Well, after switching computers I finally decided to give Ubuntu a go over the Debian I'd been running on my desktop for ages - I was loathe to do this in some respects as I feel that Ubuntu hides so much of what it does from the user, that the user (in this case me) gets less and less knowledgeable about how things work and what's happening behind the scenes. Anyway, Ubuntu 10.04 LTS (I hate the inane animal names - give me a version number that happens to be the year and month any time) had its default music management program set as Rhythmbox so I decided to give it a go.

I fired it up, figured out how to tell it to pay attention to where I preferred to keep my music (gconf-editor - kinda like editing the registry for you windows folks, or a .plist for you OS X folks). All good, it was seeing my media repository. Now I plugged in my phone via USB and I noticed it gave me 4 options:
  • PC Suite
  • Data transfer
  • Image print
  • Media player
Media player, eh? Sounds interesting... Down, Down, Down, Select.. Nautilus/Gnome detects a music player, what do I want to do? Launch Rhythmbox.. Ahh.. no dice..

Unplug the phone, plug the phone back in, select media player, now rhythmbox sees it :) (Bug 695753).

Rhythmbox freezes.. unfreezes.. hey presto, there's my phone (showing its IMEI, name, details etc.) and a list of all the music on it. Awesome. I drag music to it *chug chug chug chug chug chug*. A few more tracks *chug chug chug*.. Freeze.. Crash.. (Bug 569380).

Is the music on the phone at least? *browsing* Yes, but for some reason it's dumped it in the root folder of my phone's memory card - yay, a root folder full of music (Bug 695752). Grrr!

So I gave up on MTP and decided to go with mass storage option (where the phone allows its memory card to be mounted as a mass storage device by the computer over USB - the 'Data transfer' option discussed above). Turns out to get Rhythmbox to play nice with this, I have to drop a ".is_audio_player" file on the device and inside, if I want to override the folder to which files are dumped and not transcode everything to MP3 I have to place the following in the file:
audio_folders=Sounds/Digital/
folder_depth=2
output_formats=audio/m4a,audio/mpeg,audio/mp3,audio/m3u,audio/wma,audio/aac
This at least now allows me to transfer AAC and MP3 audio to my phone (and allegedly WMA) without it being transcoded as the phone will happily play it without crashing. It'll also place music in an Artist/Album/Track heirarchy (if that metadata is set). Downside is that I now need to tell the phone's media player to manually resync its library for it to find the tracks added/removed as it's no longer using a 'media aware' transfer.

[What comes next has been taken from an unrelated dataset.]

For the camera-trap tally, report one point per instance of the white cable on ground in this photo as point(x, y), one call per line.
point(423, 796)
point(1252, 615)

Oh, did I mention that Rhythmbox refuses to add metadata to tracks which have no existing metadata? (Bug 669358, 573907, 532607 ...) There's a fix, but it's not available in the current, allegedly "Long Term Support" version of Ubuntu as these bugs are not automatically fixed even if identified in the long term releases over a fear of stability (See Stable Release Updates Procedure). I think I may just log a report on this.

In some respects this is a commentary on Linux - the flexibility is there for me to treat any mass storage device as a media player whose music collection I can manage with several apps of my choice, not being locked into a specific platform (such as Windows or OS X) or a specific market place (iTunes) or specific codecs (my N95 I believe can also play OGG if you add the right codecs to it). It may be that a device has long since fallen out of support by its manufacturer or it never came with a media management application that worked with it.

The downside of the flexibility, indeed choice available in the linux world is that there is no one way of doing things, no standardised approach, so work isn't focused on making that one approach better, but rather is distributed across competing parties all believing their particular way of doing things is better - and for certain uses, a given way might be better, but then trying to bring this all together into a working whole becomes a massive challenge.

1 comment:

  1. Always a compromise between doing things one way and catering to everyone and everything they want to do. My Android smartphone also has its quirks and the change between "froyo" 2.2 and 2.1 was interesting. Lost my favourite screen animation!